Dickens once remarked, ‘I do not go to bed two nights out of seven without taking Washington Irving under my arm upstairs to bed with me.’ Irving’s old-style oratories are as sugary-sweet and pleasing as a tankard of heavily fortified mulled wine.  In ‘The Stage Coach’, the Christmas break was such that: “It was delightful to hear the gigantic plans of pleasure of the little rogues, and the impracticable feats they were to perform during their six weeks’ emancipation from the abhorred thraldom of book, birch, and pedagogue.”

In ‘Christmas Eve’, we catch a glimpse of old games we might struggle to know these days, even those of us who grew up when ‘games’ on Christmas Day involved people and not screens – ‘shoot the wild mare’, ‘hot cockles’, ‘steal the white loaf’, ‘snapdragon’.
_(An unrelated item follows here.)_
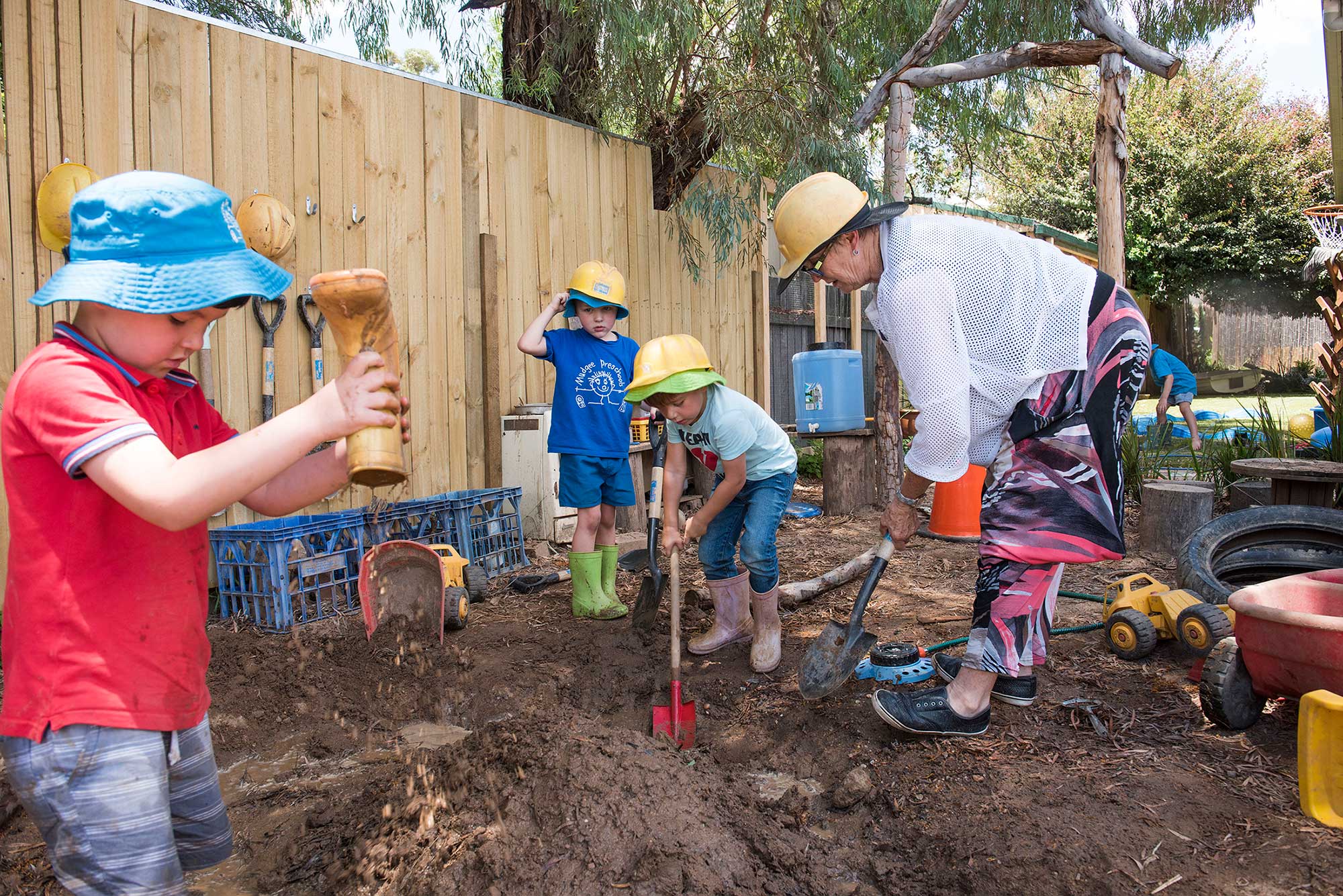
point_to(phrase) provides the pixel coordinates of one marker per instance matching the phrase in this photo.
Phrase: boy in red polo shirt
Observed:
(113, 462)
And, Terry Pratchett’s Hogfather.

IT’S THE NIGHT BEFORE HOGSWATCH. The stockings are hanging ready, the sherry and pies are waiting by the fireplace – but where is the jolly fat man with his sack? Why is Death creeping down chimneys and trying to say ‘Ho, Ho, Ho’? Susan the gothic governess has got to sort it out by morning, otherwise there won’t be a morning. The 20th Discworld novel is a festive feast of darkness and Death (but with jolly robins and tinsel too). As they say: ‘You’d better watch out…’

Lastly, for now, Adalbert Stifter, Rock Crystal.

Rock Crystal contains one of the best descriptions of a frozen landscape you’re likely to encounter in any book, as well as the most affecting Christmas miracle in world literature. Author Adam Kirsch called it a ‘parable of frightening depth.’ Two children―Conrad and his little sister, Sanna―set out from their village high up in the Alps to visit their grandparents in the neighbouring valley. It is the day before Christmas but the weather is mild, though of course night falls early in December and the children are warned not to linger. The grandparents welcome the children with presents and pack them off with kisses. Then snow begins to fall, ever more thickly and steadily. Undaunted, the children press on, only to take a wrong turn. The snow rises higher and higher, time passes: it is deep night when the sky clears and Conrad and Sanna discover themselves out on a glacier, terrifying and beautiful, the heart of the void. Adalbert Stifter’s tale, beautifully translated by Elizabeth Mayer and Marianne Moore, explores what can be found between Christmas Eve and Christmas Day―or on any night of the year. (Description courtesy of Amazon UK books).

So, enjoy your Christmas reading whatever it is. Personally, I shall be pulling out those old comic annuals of yesteryear and becoming an eight-year-old again.